Created attachment 222539 [details]
Patch to the port
Paul Saab found that devel/glib20 was failing to build in a poudriere jail on one of his machines. We tracked this down to the alloca() in our local patch to add fdwalk2() failing and overflowing the stack. The reason is that the fdwalk2() implementation uses the kern.file sysctl which fetches a _global_ table of all open files across all processes, meaning that the amount of required memory scales with the number of processes in the system. fdwalk2() should instead be using kinfo_getfile() from libutil which fetches only the open files for the current process (which also uses malloc() to avoid stack limit issues). While here, I also noticed that fdwalk2() failed to propagate the callback's return value to the caller and instead always returns 0 since *ret was never assigned a value.
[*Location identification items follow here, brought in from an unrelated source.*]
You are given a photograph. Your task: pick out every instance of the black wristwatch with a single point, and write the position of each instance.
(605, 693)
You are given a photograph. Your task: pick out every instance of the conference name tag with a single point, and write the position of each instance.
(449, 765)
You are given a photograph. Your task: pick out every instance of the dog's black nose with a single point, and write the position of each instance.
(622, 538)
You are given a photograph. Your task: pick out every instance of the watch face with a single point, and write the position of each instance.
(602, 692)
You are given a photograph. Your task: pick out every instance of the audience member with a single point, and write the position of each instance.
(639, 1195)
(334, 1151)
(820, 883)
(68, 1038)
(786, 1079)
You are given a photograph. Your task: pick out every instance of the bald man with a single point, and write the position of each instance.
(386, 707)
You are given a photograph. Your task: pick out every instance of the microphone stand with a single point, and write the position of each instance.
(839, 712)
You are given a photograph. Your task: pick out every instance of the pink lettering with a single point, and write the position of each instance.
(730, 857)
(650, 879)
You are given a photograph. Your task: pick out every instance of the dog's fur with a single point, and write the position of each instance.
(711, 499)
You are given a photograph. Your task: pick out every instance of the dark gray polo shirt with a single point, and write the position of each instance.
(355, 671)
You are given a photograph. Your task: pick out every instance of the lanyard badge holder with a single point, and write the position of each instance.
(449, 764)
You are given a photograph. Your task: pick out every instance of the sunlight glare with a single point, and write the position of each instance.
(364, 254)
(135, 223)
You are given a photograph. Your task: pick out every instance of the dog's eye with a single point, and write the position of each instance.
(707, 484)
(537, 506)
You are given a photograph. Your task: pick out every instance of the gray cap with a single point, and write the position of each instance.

The attached patch is untested, but should fix both of these issues. I wasn't quite sure how to convince glib20's port to add libutil as an explicit dependency (e.g. in LDFLAGS), so I'm hopeful a port maintainer can add that missing bit and finish this the rest of the way.
Created attachment 222576 [details]
build with libutil
Created attachment 222645 [details]
build with libutil
Full patch now up for review at https://reviews.freebsd.org/D28904.
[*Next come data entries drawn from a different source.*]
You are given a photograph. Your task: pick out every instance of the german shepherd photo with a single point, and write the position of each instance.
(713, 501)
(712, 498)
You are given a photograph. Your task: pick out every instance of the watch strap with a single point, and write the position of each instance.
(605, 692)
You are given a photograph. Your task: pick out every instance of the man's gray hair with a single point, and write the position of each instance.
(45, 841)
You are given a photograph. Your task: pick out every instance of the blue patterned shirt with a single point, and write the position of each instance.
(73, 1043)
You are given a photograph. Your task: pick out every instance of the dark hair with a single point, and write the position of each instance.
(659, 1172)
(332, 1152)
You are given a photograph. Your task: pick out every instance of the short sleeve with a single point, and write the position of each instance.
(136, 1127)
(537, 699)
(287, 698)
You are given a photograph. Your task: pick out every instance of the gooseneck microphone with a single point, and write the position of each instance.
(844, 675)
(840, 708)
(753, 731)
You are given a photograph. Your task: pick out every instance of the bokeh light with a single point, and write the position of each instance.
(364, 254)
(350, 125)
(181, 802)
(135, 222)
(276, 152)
A commit references this bug:
Date: Fri Feb 26 19:31:05 UTC 2021
New revision: 566632
Use kinfo_getfile() to implement fdwalk().
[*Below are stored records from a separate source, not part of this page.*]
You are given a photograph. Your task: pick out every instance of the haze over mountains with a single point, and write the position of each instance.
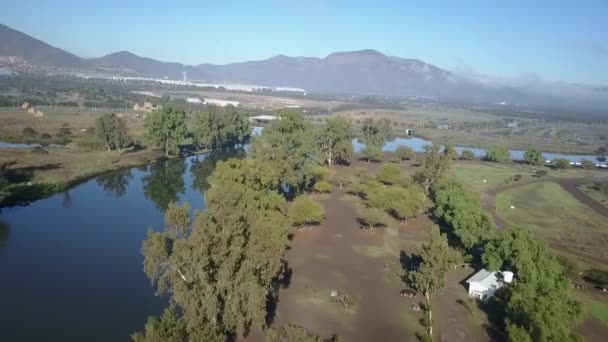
(360, 72)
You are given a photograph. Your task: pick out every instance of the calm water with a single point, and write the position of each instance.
(417, 144)
(71, 267)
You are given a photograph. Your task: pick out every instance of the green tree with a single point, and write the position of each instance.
(166, 128)
(294, 333)
(334, 141)
(372, 153)
(533, 157)
(560, 163)
(450, 152)
(164, 183)
(375, 132)
(218, 127)
(437, 257)
(461, 209)
(498, 154)
(433, 169)
(115, 183)
(587, 164)
(392, 174)
(304, 211)
(221, 273)
(372, 217)
(467, 155)
(323, 187)
(289, 147)
(112, 131)
(404, 153)
(29, 132)
(539, 304)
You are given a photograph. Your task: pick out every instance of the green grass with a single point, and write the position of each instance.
(595, 308)
(473, 174)
(569, 226)
(590, 191)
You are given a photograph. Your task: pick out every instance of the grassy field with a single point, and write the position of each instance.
(590, 191)
(486, 176)
(569, 226)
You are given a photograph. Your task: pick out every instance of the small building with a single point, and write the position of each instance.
(264, 118)
(484, 283)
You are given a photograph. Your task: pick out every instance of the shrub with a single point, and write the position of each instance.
(304, 211)
(323, 187)
(467, 155)
(404, 153)
(372, 217)
(498, 154)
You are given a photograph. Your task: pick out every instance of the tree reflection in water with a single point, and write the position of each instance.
(202, 169)
(115, 183)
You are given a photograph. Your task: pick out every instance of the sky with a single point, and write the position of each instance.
(508, 40)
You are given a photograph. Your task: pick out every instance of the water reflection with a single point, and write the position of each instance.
(115, 183)
(165, 182)
(201, 169)
(5, 235)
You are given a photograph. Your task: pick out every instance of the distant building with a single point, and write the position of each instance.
(264, 118)
(221, 103)
(484, 283)
(146, 107)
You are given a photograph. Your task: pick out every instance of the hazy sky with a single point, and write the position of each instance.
(554, 40)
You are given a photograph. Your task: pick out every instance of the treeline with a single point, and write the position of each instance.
(539, 305)
(223, 267)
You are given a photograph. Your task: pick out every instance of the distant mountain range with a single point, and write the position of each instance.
(360, 72)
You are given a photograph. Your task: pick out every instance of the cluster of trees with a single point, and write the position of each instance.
(220, 267)
(374, 134)
(390, 192)
(498, 154)
(539, 305)
(217, 127)
(112, 131)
Previously, the kern.file sysctl (which queries the global file table)
was queried and the results saved in an on-stack buffer. With a
sufficiently active system the sysctl's output could overflow the
stack's available space. Instead, switch to kinfo_getfile() from
libutil. This uses a sysctl which queries only the open files for the
current process, and it uses heap space instead of the stack to store
the sysctl output.
Submitted by: ps (build glue patches)
Reported by: ps
Reviewed by: bapt
Differential Revision: https://reviews.freebsd.org/D28904
For a data point, I also had glib failing in poudriere on one machine, and with the committed changes it now works.
Thanks for fixing this.